It’s the shank of the evening! But when is that, exactly? This phrase is typically suggests that the night is far from over, shank being an old word for something straight, or the tail end of something. But as the Dictionary of American Regional English notes, in the South, evening is considered “the time between late afternoon and dusk.” This is part of a complete episode.

  1. Larry Rogers says:

    We should also remember Hoagy Carmichael’s great song from the 50’s “In the Cool Cool Cool of the Evening”. It contains the lyric:

    In the shank of the night,
    when the doins’ are right,
    well you can tell ’em I’ll be there.

  2. Carol Voigts says:

    when I lived in eastern Kentucky in the early 80’s, an old man I knew referred that time as “owl light”.

  3. Carol Voigts says:

    When I lived in Eastern Kentucky back in the early 80’s, I knew an old man who referred to this time period as “owl light”. He also had a couple of other archaic sayings.

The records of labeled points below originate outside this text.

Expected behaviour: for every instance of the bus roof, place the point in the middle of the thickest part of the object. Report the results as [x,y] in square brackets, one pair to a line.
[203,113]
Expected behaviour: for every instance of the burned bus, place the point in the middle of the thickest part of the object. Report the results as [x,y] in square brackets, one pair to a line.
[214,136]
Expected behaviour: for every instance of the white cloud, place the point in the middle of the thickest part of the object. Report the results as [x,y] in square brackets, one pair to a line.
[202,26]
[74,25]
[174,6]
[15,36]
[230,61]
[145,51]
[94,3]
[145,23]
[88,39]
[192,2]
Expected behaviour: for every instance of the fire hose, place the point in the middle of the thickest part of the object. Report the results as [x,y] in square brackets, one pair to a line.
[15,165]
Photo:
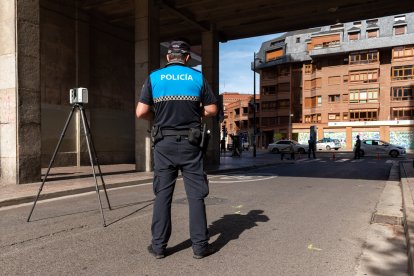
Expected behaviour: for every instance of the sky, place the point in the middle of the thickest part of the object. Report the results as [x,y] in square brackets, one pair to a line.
[236,57]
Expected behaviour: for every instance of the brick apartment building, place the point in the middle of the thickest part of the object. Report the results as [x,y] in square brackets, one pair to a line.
[238,115]
[348,79]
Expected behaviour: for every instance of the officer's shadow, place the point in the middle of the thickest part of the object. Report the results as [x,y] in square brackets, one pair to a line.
[229,228]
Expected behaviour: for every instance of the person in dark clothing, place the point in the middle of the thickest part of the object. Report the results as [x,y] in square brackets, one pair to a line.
[357,148]
[176,97]
[312,146]
[223,146]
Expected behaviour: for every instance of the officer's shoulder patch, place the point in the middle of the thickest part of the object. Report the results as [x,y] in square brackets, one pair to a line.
[198,71]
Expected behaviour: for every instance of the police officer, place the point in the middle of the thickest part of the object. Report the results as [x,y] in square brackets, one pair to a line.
[176,97]
[357,148]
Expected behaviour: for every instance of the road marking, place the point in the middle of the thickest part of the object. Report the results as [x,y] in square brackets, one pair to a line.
[342,160]
[241,178]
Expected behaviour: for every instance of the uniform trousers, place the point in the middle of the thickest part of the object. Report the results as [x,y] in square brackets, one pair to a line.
[171,154]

One he used was not so old–“I courted her” but the most delightful one was “I couldn’t look her in the countenance” meaning he was embarrassed by something in front of a woman.

  4. Carol Voigts says:

    The man also had a couple of other archaic sayings. One he used was not so old–“I courted her” but the most delightful one was “I couldn’t look her in the countenance” meaning he was embarrassed by something in front of a woman.